Thrown into a project with his colleague Tim, Alvin faced a major challenge: he and Tim had very different ideas of how to go about it. While they respected each other’s opinions, their approaches were so different that conflict seemed imminent. Before conflict broke out, however, the two men agreed to discuss their differences with their boss, who put them on separate teams. It turned out to be a wise move. That day, Alvin learned this lesson: Being united doesn’t always mean doing things together.

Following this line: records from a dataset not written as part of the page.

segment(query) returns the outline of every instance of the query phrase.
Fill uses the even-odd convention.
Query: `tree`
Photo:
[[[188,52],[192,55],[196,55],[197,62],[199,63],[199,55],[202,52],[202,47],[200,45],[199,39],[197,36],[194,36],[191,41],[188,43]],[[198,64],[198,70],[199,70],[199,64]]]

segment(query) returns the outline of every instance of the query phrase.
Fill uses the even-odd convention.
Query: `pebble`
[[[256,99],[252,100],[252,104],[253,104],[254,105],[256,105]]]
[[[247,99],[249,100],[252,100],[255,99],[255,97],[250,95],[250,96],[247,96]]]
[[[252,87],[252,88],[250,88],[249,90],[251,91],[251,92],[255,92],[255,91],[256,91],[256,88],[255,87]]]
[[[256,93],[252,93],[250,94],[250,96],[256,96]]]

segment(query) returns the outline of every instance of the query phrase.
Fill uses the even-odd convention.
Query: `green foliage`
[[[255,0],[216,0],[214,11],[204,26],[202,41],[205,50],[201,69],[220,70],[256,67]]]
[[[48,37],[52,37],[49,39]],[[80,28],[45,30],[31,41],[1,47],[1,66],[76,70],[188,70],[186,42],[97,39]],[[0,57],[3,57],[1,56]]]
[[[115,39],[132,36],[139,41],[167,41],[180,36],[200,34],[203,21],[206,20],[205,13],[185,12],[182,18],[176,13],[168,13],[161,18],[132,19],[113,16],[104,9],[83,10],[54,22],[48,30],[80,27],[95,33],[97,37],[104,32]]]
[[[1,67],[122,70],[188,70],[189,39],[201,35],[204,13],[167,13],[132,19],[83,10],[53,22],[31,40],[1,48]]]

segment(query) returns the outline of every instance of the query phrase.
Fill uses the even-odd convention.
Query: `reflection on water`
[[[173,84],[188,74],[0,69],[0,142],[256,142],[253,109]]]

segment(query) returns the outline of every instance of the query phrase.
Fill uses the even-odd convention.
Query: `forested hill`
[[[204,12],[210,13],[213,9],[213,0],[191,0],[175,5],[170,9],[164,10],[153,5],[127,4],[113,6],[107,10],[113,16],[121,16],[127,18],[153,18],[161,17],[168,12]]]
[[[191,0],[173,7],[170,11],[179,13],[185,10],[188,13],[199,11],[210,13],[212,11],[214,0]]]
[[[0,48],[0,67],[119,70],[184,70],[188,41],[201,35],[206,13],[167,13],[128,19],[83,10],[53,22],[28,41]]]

Abraham must have realized this truth when he suggested that he and Lot go their separate ways in Bethel (Genesis 13:5–9). Seeing that there wasn’t enough space for both their flocks, Abraham wisely suggested parting company. But first, he stressed that they were “close relatives” (v. 8), reminding Lot of their relationship. Then, with the greatest humility, he let his nephew have the first choice (v. 9) even though he, Abraham, was the senior man. It was, as one pastor described it, a “harmonious separation.”
Being made uniquely by God, we may find that we sometimes work better separately to achieve the same goal. There’s a unity in diversity. May we never forget, however, that we’re still brothers and sisters in the family of God. We may do things differently, but we remain united in purpose.
Both Abram and Lot were wealthy, possessing flocks, herds, and herdsmen. The land that provided enough to support them before was no longer adequate. Apparently their time in Egypt had grown their holdings significantly so that the land could no longer support both of them. Abram, as the older man and leader of the entire party, had the right to choose, yet he deferred to Lot. Why?
Perhaps Abram was already acting in faith, as would mark the remainder of his life (see the story of the sacrifice of Isaac in Genesis 22). He was leaving the decision in God’s hands, trusting that what had been promised—that his descendants would receive the land—would be fulfilled. Knowing his descendants would receive the inheritance meant that he wouldn’t. Perhaps immediate possession wasn’t necessary from his perspective. He could wait in faith.